Jan Mittelstaedt holds a BS in education from Bucknell University, a BA in music from Marylhurst University, and a MM in composition from the University of Portland, She has studied composition with Sister Anne Cecile Daigle at Marylhurst University and with Dr. Walter B. Saul II at the University of Portland and independently. An independent teacher of piano and Nationally Certified in piano by the Music Teachers National Association (MTNA), Jan Mittelstaedt is on the syllabus adjudicating staff of the Oregon Music Teachers Association (OMTA). Ms. Mittelstaedt is the composer of numerous educational pieces for piano. She also composes chamber music and sacred compositions. In 1993, she participated in the Ernest Bloch Composers Symposium with her /Saxophone Quartet/ and in 1994, she was chosen Composer of the Year by the Oregon Music Teachers Association (OMTA). Her composition for flute and piano, /Journey Through A Shadow/, was performed at the OMTA state convention in June of that year. She is a member of the Oregon Federation of Music Clubs, Mu Phi Epsilon, and the Christian Fellowship of Art Music Composers (CFAMC), Her biography is included in the /Marquis Who's Who of American Women/ and /Marquis Who's Who in America/.

Jeff Winslow:

A fourth-generation Oregonian, studied music and electronics at the University of California at Berkeley, getting serious about composition in the mid-90's as High Modernism finally relinquished its death grip on the world of art music.

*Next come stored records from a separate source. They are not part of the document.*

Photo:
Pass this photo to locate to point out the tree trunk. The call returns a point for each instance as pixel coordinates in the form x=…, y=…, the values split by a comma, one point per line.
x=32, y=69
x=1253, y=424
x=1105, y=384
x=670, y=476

His work has been performed by FEARnoMUSIC and the Portland Vocal Consort, and also at Cascadia Composers, Seventh Species, Cherry Blossom Musical Arts, and Oregon Bach Festival concert, as well as several other locations around the region, often with the composer at the piano. A recent piano work, "Leid ohne Worte (lieber mit Ligeti)" received honorable mention from the Friends and Enemies of New Music, a New York-based composers' group. He is one of seven founding members of the Cascadia Composers, a chapter of NACUSA centered on the lower watershed of the Columbia River.

Art Resnick

Art Resnick is a professional jazz pianist and composer who has toured and recorded with some of the best know jazz dignitaries in the world. Although Art's career has been exclusively jazz, he has always had a love of classical music, especially modern classical music. While teaching classes at San Diego State University he earned a BM degree in classical piano performance. As a composer he is mostly autodidact with some course work and studied with R. Murray Schafer (soundscapes), Robert Shallenberg (U of Iowa, electronic music), Dan Lee Mitchell (Harry Partch instruments at SDSU), Robert Priest and Tomas Svoboda in Portland, OR. He was named the 2015 composer of the year by the Oregon Music Teachers Association and will debut a piano trio in June.

Cynthia Gerdes

Cynthia Gerdes writes music for traditional instruments in a twenty.first.century style which can be described as western classical tradition extending into "now." From a conversation among backyard birds to a sonic snapshot of Idaho history, from caricatures of human behaviors to tangos, Gerdes' compositions explore ways of expressing the vernacular while combining it with depth and lightness, humor and insight. In recent years Cynthia's music has been performed by Portland's new music performance group FearNoMusic; at the Composer's Symposium, Performers. Choice Concert at the Ernest Bloch Festival at Newport, Oregon; at Portland State University and in concerts sponsored by the Cascadia branch of the National Association of Composers USA.